I also deferred my entry into ProGen in January to the June intake, expecting that it would be my sole focus by July but that has not been the case. Still, I am so pleased that I did decide to take it up because in just a couple of months, I have learnt so much from a terrific group of people. All members of the group are interested in Board for Certification of Genealogists (BCG) accreditation which means that we are very focused on the end goal and exceptionally professional in our interactions with each other.
So what is ProGen?
ProGen is an 18 month program which uses both editions of Professional Genealogy, edited by Elizabeth Shown Mills, as its text. An assignment is set once a month relating to a chapter or two in the texts. Each member of the group (limited to 8 with a mentor and a coordinator) provides feedback on the submissions prior to the next online meeting. Feedback must be constructive with positive and negative points raised.

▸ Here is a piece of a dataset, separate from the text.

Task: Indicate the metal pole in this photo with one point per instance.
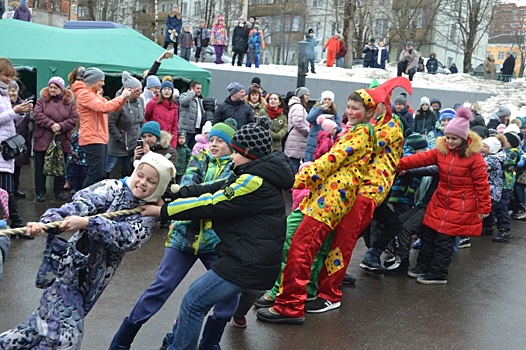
(302, 63)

The online meeting (using GoToMeeting) is around an hour long and is recorded so you can play it back if you missed any insights or important comments.
I am the only non-American in the group and the rest are from across the USA.
My takeaways to this point are:
- The PROGen group’s mentor is a BCG certified genealogist and provides feedback on her personal experience.
- ProGen alumni have an accreditation success rate of over 75%.
- The group is focused on a high standard of work and the feedback exemplifies this.
- I understand more about the importance of correctly documenting/citing my sources.
- Doing a research locality guide for the city where you live is harder than it sounds.
- Transcribing an English will, written in italic hand in 1822, hurts the eyes and the brain (and some of the group have told me that)!
I will try and write more about the process as the months go on but won’t promise anything as we live in such uncertain times at present!